The Australia-United Kingdom-United States (AUKUS) has emerged as the new security alliance with the United Kingdom and United States to equip Australia with nuclear submarines. Though US President Joe Biden, British Prime Minister Boris Johnson and Australian Prime Minister Scott Morrison have not named China, it is implied that the Americans want to build a new battlefront in South China Sea.
The Chinese have predictably responded to the development by warning that the new formation will give rise to an arms race and destabilise the region. Coming as it does on the heels of the American withdrawal from Afghanistan last month, it seems that it is a psychologically compensatory act for the American ego. It is also the view of President Biden that America’s national and security interests are more at stake in the Indo-Pacific than in Central or West Asia.
America perceives China as the chief adversary, both on the ideological and military front. The irony lies in the fact that the United States as well as Australia are connected to China in an intricate manner in terms of the economy. Australian companies, despite irritants, look to China for business opportunities, and America is unable to resist the lure of Chinese goods.
With its growing economic clout, it was inevitable that China would flex its muscle in the South China Sea, and this translates into military belligerency. Taiwan remains the bone of contention with Beijing claiming that it is part of the One China policy. It is a moot point whether Beijing would resort to military action to take control of Taiwan and whether the Americans would be ready to go to war with China over Taiwan. Right now, the China-Taiwan relations are thriving on the economic front with prosperous Taiwan investing in China. For Taiwan, China is a lucrative market. However fragile and even precarious, both China and Taiwan would want to maintain the status quo.
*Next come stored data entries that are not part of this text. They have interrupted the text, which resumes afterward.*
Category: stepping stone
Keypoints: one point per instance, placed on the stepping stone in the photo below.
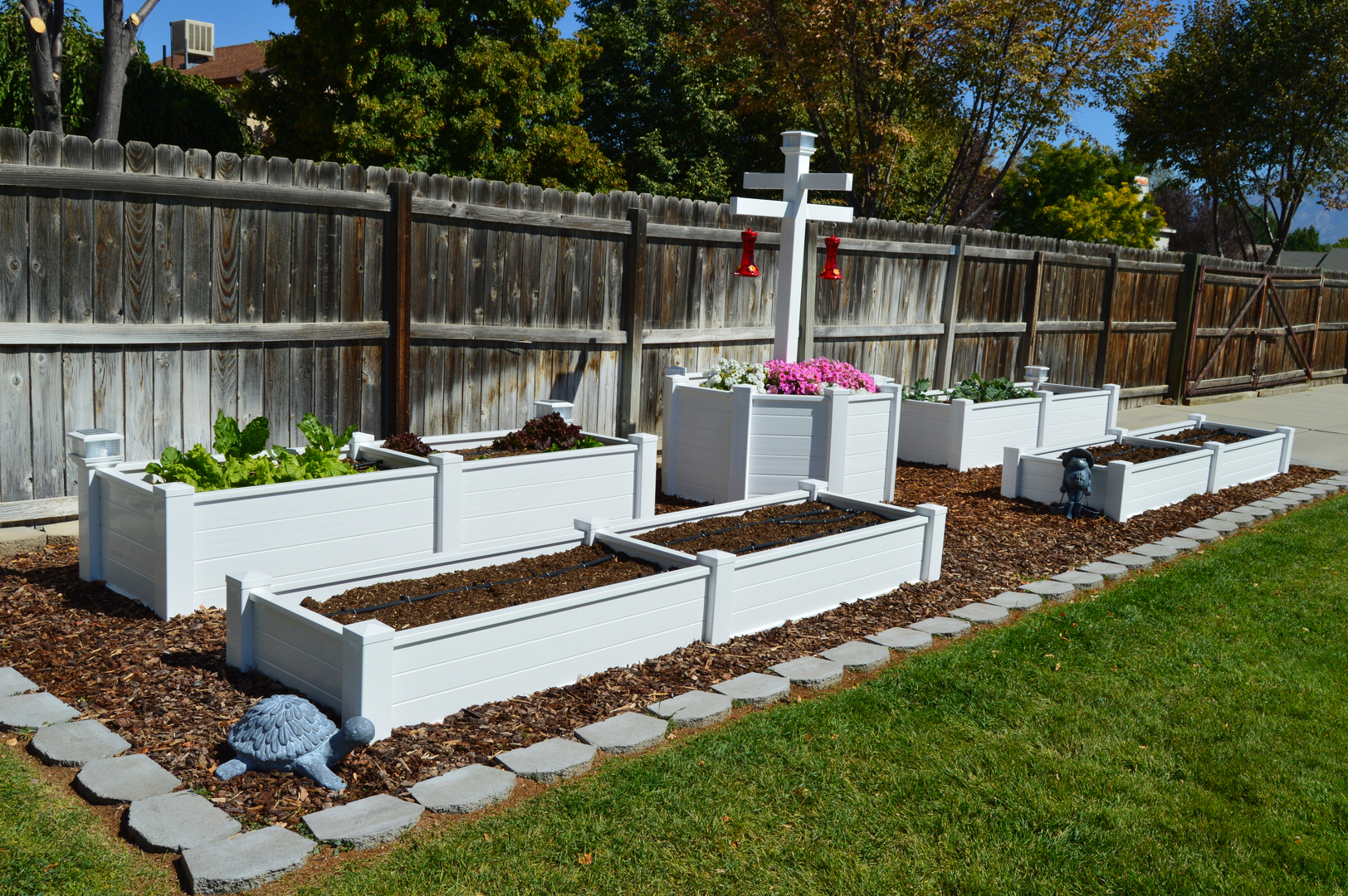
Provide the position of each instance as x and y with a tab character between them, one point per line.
550	760
1235	516
12	682
624	733
901	639
174	822
983	613
810	671
77	743
464	790
1179	543
1274	505
1107	570
1015	600
34	710
1048	587
364	822
1131	561
696	709
755	689
941	627
123	779
1079	580
247	861
859	656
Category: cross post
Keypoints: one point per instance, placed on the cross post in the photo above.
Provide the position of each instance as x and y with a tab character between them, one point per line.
794	209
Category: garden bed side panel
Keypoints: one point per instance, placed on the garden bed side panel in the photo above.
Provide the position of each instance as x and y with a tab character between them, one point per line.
530	498
1071	416
803	580
441	669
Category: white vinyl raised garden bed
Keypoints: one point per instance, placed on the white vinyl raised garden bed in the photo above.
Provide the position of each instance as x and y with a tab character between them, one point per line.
961	434
1125	489
170	548
734	445
1263	455
422	674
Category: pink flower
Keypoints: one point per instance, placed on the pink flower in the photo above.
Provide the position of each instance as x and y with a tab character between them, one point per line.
808	377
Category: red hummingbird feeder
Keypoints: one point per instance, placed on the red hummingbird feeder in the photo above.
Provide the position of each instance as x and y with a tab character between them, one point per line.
831	261
747	267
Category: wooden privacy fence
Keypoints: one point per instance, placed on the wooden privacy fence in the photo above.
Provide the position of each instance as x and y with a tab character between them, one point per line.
146	289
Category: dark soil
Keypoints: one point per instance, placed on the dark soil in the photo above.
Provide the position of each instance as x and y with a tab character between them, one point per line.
1131	453
164	686
501	587
762	528
1197	436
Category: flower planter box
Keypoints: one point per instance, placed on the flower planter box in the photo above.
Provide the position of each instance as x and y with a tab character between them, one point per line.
963	434
170	548
1265	455
425	673
728	446
1119	488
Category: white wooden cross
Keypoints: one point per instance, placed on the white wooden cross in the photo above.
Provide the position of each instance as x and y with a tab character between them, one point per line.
794	183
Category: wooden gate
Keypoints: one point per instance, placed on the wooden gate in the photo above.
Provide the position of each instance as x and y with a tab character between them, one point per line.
1253	330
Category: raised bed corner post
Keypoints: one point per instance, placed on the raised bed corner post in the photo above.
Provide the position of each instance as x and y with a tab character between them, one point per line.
634	319
950	313
239	619
367	675
398	308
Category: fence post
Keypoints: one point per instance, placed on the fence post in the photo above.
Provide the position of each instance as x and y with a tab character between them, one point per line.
1030	313
634	319
1111	278
808	291
950	313
1185	297
398	308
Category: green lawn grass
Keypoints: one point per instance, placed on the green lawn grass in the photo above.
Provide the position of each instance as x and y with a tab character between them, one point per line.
50	844
1183	733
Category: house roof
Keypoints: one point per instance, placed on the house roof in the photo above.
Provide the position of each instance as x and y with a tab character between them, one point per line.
1331	261
229	65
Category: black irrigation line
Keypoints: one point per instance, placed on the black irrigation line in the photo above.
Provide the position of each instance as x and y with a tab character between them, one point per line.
797	519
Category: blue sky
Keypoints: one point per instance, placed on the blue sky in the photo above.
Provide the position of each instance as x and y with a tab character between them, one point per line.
244	21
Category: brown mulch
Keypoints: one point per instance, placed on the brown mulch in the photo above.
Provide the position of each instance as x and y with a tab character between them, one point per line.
1197	436
499	587
758	530
164	688
1131	453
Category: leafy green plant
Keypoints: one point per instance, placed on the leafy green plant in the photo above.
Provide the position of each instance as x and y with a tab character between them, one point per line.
548	433
247	460
974	388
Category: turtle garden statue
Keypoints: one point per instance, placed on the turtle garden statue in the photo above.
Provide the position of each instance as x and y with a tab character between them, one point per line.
1076	485
287	733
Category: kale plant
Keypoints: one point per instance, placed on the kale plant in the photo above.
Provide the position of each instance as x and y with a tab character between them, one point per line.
548	433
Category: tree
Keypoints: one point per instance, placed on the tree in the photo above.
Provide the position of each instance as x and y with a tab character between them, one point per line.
1305	240
487	90
45	21
989	73
1079	193
667	110
1251	103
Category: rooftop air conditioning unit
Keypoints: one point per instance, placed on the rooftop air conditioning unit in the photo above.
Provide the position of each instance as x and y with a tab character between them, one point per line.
193	41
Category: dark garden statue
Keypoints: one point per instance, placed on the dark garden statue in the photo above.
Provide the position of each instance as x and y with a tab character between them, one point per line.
287	733
1076	485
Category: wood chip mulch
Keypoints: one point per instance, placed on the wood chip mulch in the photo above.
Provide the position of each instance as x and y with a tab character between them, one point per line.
166	689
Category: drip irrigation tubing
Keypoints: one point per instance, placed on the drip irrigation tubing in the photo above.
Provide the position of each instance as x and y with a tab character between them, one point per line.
471	587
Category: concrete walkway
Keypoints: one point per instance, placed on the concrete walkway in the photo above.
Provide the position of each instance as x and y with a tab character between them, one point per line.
1320	416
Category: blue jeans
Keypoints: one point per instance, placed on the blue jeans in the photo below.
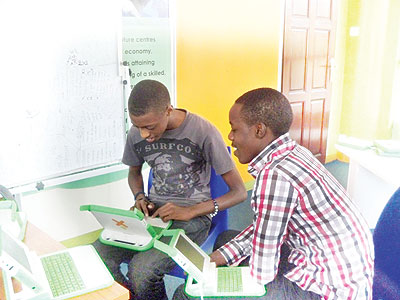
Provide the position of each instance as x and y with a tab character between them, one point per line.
146	269
279	289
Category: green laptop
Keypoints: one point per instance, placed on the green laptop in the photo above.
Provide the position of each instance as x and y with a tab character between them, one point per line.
127	228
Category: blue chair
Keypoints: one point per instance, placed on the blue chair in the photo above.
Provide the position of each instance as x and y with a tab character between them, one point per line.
386	236
219	223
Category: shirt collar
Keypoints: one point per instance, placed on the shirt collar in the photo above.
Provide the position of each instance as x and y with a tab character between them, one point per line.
266	156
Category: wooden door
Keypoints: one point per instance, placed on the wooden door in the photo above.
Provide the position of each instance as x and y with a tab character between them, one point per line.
308	51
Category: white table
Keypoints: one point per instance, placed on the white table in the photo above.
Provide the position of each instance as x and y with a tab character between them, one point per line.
372	180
The Americans standing up for the independence of Taiwan then becomes a mere pretense. It is necessary to remember that from 1949, when the communist took control of mainland China, to 1972 when Richard Nixon made the historic trip to China, it was Taiwan which was the permanent member of the United Nations Security Council (UNSC), and it was counted as part of the Powerful Five (P5) along with the United States, United Kingdom, Soviet Union (now Russia) and France. Ever since its displacement in 1972, Taiwan has hung on as it were on the edge.
International experts have been referring to the New Cold War between the United States and China, more than a quarter century later after the old Cold War between the United States and the Soviet Union had ended with the collapse of the Soviet Union. Whatever may be fluctuations in the power tussle between America and China, it is quite unlikely that communism would collapse in China the way it did in Russia.
China has embraced the capitalism and market economy nearly 45 years ago, and it has emerged as a powerful economy in the global market. Soviet Union was a military power to reckon with, it was never an economic power that China is today. There is also the fact that America’s economic clout is relatively diminishing. This makes the power tussle between the Big Two, China and America, a different kind of contest.
There will be no clear winners or losers. Through its Belt Road Initiative (BRI), China is spreading its influence in the same way that America did through economic aid in the 1950s and 1960s. It seems that America is forever on the look out for rivals, if not enemies, though President Biden has declared American distaste for forever wars.